The issue of about a dozen homeless people loitering around the Forest Avenue subway station in Ridgewood has prompted a neighborhood church to start housing them overnight.

The Ridgewood Presbyterian Church is negotiating a partnership with a homeless services nonprofit to provide beds for about a dozen homeless people who frequent the area near the Forest Avenue subway station.

According to the Department of Homeless Services, the 59-14 70 Ave. house of worship recently reached out to the agency, looking to expand its existing programs geared toward the neighborhood’s undomiciled population.

While an agreement has yet to be signed between the church and street homeless outreach group Breaking Ground, the two entities are eyeing the placing of about 15 beds within the building.

The homeless individuals, according to the DHS, would only sleep there. A Breaking Ground spokeswoman added that the house of worship will be responsible for staffing the site with a dedicated program director and as many case managers as needed, while the people using the beds will be referred by Breaking Ground outreach teams.

“These beds would enable Breaking Ground to continue bringing this borough’s homeless neighbors in off the streets and working with them to get them back on their feet,” DHS spokesman Isaac McGinn said. “We always welcome houses of worship that want to do more.”

“Around New York City, dozens of faith leaders and houses of worship have stepped up to help the homeless in their communities, and Breaking Ground’s street outreach teams are proud to partner with them,” a Breaking Ground spokesperson said in an email. “Since 1990, Breaking Ground has helped more than 13,000 people escape and avoid homelessness.”

About 50 churches citywide already allow those without a home to spend the night, with McGinn and others specifically noting the Ridgewood site is not a drop-in center for homeless people without referrals.

A source with knowledge of the situation said showers are being installed and that homeless senior citizens in the area, including some who are members of the church, will be prioritized. The source added that there will be two rooms of beds and on-site security staff.

The addition of beds expands on the services provided to homeless people at the church. Free meals are served to them by parish volunteers every Sunday morning and Monday night — an event called “St. Bennie’s Bistro” — in addition to the monthly community meal being offered to anyone in area, homeless or not.

Greater Ridgewood Youth Council students and staff have also spent a handful of days providing food to the homeless at the church.

That effort, according to GRYC Executive Director Bob Monahan, came out of his motivation to address the issue of homeless people gathering outside his group’s new facility at 776 Fairview Ave.

“I can’t go to church on Sunday and then on Monday say I’m going beat up the homeless guys and kick them out,” Monahan said in a Tuesday interview. “They don’t bother anyone. They’re not doing anything bad.”

The GRYC head added that most of the homeless who frequent his location are people of Eastern European descent who speak little to no English, are wary of the shelter system and refuse to leave the neighborhood they feel comfortable in.

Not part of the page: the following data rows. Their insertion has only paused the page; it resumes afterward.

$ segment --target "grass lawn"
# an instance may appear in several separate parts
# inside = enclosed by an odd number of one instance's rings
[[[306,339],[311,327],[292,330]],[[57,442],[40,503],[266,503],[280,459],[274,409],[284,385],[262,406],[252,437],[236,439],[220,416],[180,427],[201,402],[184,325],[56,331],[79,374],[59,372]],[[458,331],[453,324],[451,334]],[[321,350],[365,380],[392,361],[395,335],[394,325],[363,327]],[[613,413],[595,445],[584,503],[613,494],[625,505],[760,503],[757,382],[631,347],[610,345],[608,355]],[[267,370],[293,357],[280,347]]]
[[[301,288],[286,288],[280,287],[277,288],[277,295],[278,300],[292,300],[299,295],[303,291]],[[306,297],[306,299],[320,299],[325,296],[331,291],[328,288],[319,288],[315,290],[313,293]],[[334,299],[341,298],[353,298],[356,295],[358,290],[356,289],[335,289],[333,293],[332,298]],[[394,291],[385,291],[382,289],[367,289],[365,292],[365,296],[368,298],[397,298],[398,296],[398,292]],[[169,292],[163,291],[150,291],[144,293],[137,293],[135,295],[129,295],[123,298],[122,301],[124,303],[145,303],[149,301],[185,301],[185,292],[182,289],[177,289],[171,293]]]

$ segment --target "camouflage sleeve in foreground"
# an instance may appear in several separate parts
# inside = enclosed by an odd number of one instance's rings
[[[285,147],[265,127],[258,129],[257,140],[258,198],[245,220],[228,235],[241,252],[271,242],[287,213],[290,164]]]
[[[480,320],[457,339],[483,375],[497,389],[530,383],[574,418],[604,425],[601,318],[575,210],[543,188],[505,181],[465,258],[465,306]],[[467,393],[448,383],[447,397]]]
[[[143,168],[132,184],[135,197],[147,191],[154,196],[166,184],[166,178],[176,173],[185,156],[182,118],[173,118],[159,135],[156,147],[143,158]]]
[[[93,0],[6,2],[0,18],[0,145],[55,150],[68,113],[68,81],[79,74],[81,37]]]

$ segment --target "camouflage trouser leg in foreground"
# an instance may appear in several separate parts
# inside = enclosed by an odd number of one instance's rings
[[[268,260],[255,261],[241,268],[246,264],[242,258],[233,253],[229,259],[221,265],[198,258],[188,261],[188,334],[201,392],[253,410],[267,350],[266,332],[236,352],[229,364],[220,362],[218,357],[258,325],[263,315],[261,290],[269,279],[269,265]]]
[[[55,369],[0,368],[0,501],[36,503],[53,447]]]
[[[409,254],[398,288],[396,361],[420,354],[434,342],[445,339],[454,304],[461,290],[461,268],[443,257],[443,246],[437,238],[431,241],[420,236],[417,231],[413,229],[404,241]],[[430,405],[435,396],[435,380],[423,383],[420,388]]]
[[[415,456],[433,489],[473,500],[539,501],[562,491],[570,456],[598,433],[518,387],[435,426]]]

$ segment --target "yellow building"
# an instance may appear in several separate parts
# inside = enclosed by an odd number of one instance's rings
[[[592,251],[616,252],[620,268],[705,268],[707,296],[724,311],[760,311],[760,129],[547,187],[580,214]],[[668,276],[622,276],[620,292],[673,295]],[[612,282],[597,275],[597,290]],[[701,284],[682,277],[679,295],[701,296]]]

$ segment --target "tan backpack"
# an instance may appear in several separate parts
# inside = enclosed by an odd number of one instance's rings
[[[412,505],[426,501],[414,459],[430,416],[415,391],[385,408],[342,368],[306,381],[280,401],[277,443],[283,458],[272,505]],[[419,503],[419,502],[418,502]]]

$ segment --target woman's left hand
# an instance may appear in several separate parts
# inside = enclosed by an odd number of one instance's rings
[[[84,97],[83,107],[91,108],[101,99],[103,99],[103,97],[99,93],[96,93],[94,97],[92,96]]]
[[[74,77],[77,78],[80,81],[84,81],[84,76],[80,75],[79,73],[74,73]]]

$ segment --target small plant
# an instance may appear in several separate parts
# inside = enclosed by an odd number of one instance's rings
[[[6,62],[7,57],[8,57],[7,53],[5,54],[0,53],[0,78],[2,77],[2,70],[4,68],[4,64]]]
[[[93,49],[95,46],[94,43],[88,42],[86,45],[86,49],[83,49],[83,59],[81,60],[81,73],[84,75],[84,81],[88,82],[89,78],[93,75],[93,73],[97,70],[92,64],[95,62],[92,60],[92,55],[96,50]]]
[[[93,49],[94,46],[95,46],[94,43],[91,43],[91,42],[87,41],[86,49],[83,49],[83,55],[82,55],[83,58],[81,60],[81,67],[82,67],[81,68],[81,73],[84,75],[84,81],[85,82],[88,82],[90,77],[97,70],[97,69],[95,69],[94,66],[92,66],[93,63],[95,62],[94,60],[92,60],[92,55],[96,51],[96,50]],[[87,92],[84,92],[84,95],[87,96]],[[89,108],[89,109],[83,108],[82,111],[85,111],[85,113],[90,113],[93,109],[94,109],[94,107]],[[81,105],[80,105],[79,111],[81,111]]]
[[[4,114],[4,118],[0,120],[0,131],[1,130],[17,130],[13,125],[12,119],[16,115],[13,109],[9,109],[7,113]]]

“These guys are not going away. They’re never going to a homeless shelter,” he said. “They’re going to leave this neighborhood either when their lives somehow change for the better or they’re going to leave in a box.”

That reality was discussed last month at a meeting called by Monahan and attended by church officials, Breaking Ground, the DHS and the NYPD.

According to the Rev. Mike Lopez — whose church, All Saints Catholic Community, shares the Ridgewood building with the Presbyterian parish — Breaking Ground and the house of worship are looking to place beds at the site this summer.

“It’s certainly part of our mission,” Lopez told the Chronicle on Tuesday.

Also located at the church is the Ridgewood Older Adult Center and a daycare facility for young children.

Because the house of worship would only be utilized hours after the senior and youth facilities close — a source said the undomiciled could only sleep there between 7 p.m. and 7 a.m. — neither the city nor Monahan forecast any issues that could arise from the homeless peoples’ presence at the facility.

“There would be no time or program overlap whatsoever,” a DHS official told the Chronicle. “Neither program would have any impact on the other.”

“None of the homeless people have ever been abusive in any way to my parents or my kids. They’ve never bothered anyone,” Monahan said. “If they did, I would feel very different about this.”

The GRYC head added the creation of meal service for the homeless has been a boost for the growth of children enrolled in his programs, something he hopes “to continue at the church going forward.”

“Not only have they learned how to cook,” he said, “they learned what it means to be of service to those who are less fortunate.”